I am trying to assemble a bacterial genome using PacBio reads and short illumina reads from a metagenomic pool of both eurkaryotic host and bacterial sequences.
In an ideal world, I would have been able to culture the bacteria and obtain pure DNA to sequence and assemble from, but its cultivation has proved challenging. So, instead we have a ton of metagenomic data sequenced obtained from whole host DNA. We have roughly ~70 million Illumina MiSeq paired end reads (2x150) and ~120,000 PacBio reads (5-20 KB). I suspect that I have roughly 3x coverage of the bacterial genome with the PacBio reads and ~20-30x coverage with the illumina reads (with 80-90% of the reads likely being host).

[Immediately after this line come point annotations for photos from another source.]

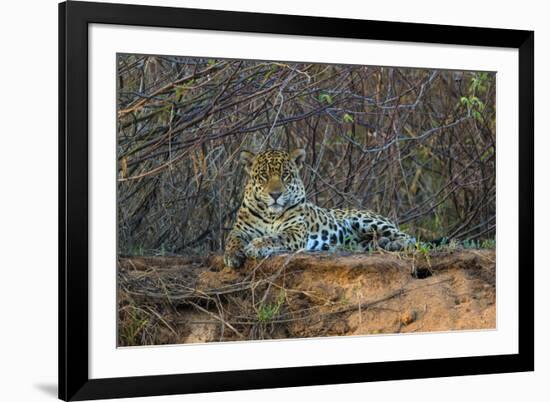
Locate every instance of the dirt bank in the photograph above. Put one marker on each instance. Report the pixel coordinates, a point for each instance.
(181, 300)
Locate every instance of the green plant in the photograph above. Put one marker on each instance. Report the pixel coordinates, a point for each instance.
(268, 311)
(473, 104)
(131, 326)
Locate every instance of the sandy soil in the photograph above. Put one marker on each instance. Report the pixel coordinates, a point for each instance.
(185, 300)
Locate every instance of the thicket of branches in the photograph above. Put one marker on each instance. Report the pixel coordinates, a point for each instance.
(416, 145)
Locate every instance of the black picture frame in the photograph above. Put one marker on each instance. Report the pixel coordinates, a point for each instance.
(74, 381)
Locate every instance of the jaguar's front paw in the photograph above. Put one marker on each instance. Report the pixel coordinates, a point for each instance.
(233, 260)
(257, 248)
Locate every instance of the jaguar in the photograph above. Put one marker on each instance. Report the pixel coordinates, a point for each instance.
(275, 216)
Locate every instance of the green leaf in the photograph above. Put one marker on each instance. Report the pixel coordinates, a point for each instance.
(348, 118)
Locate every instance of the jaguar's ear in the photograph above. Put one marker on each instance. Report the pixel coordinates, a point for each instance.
(247, 158)
(298, 156)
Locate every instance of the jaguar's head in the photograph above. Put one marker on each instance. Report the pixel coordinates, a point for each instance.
(274, 182)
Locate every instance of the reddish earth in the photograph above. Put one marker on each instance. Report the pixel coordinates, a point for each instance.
(184, 300)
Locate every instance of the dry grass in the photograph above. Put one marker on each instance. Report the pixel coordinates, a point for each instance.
(182, 300)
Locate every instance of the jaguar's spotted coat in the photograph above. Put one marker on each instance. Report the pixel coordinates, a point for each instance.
(276, 218)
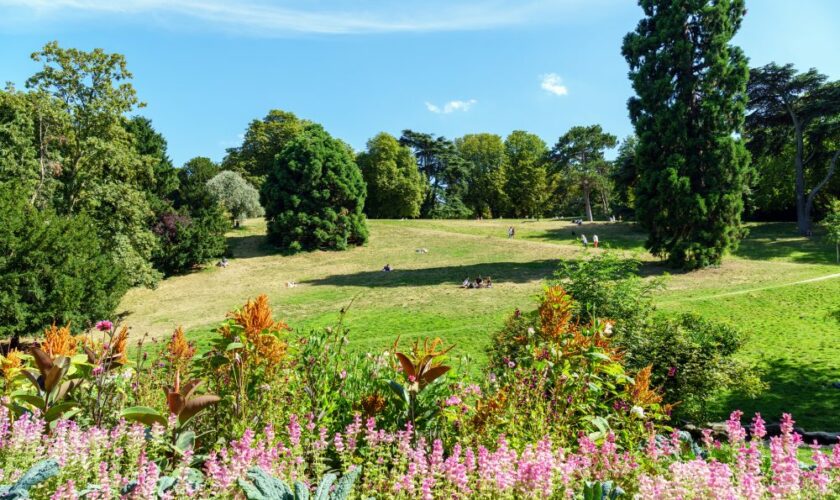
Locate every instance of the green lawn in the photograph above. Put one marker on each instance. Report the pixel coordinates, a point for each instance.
(783, 291)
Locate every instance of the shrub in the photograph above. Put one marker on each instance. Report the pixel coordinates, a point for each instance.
(52, 269)
(553, 377)
(186, 242)
(693, 361)
(696, 352)
(314, 195)
(239, 198)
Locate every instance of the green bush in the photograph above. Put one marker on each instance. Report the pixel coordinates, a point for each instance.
(606, 286)
(693, 360)
(52, 269)
(697, 353)
(314, 195)
(185, 242)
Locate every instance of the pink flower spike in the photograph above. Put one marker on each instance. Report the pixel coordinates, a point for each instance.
(104, 325)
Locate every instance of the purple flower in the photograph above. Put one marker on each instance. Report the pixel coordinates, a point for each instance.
(104, 325)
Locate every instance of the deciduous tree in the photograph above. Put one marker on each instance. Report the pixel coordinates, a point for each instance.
(802, 109)
(314, 195)
(525, 174)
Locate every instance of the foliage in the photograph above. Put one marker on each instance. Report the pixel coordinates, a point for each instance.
(552, 377)
(314, 195)
(579, 156)
(261, 486)
(243, 366)
(525, 180)
(606, 286)
(794, 117)
(239, 198)
(185, 242)
(445, 171)
(263, 140)
(693, 360)
(52, 269)
(487, 163)
(690, 358)
(100, 171)
(395, 187)
(39, 473)
(688, 111)
(831, 223)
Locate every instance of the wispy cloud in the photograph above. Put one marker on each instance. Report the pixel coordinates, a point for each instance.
(551, 82)
(451, 106)
(262, 18)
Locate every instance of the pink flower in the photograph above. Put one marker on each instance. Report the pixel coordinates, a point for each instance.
(104, 325)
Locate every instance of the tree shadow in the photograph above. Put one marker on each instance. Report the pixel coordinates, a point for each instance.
(804, 391)
(249, 246)
(501, 272)
(618, 235)
(781, 240)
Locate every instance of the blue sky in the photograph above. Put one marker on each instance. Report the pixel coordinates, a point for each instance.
(208, 67)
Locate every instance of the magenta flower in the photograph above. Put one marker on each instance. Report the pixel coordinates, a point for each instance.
(104, 325)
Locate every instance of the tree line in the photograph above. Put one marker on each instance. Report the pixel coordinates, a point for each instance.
(92, 204)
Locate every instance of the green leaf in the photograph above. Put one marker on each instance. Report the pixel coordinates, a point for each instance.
(185, 441)
(144, 415)
(58, 410)
(36, 401)
(234, 345)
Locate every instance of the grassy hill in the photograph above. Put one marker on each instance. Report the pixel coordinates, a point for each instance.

This project is further complicated by the fact that the host genome is not fully sequenced, so I cannot remove known host sequence to simplify analysis and de novo assembly.
I have been trying to use Canu 1.4 to correct my PacBio reads using fastq as input and the following code:
./canu -correct -pacbio-raw m170212_104155_42146_c101160022550000001823267305221711_s1_p0.3.subreads.fastq -d subreads3-auto -p subreads3 genomeSize=1.5m gnuplotTested=true corMinCoverage=0 errorRate=0.035 corMaxEvidenceErate=0.15
But I keep getting this error: ERROR: File supplied on command line; use -s, -pacbio-raw, -pacbio-corrected, -nanopore-raw, or -nanopore-corrected.
It appears that Canu is not recognizing my input fastq file "m170212_104155_42146_c101160022550000001823267305221711_s1_p0.3.subreads.fastq". Has anyone else received this error and know what to do about it?
Thanks for any help you can provide!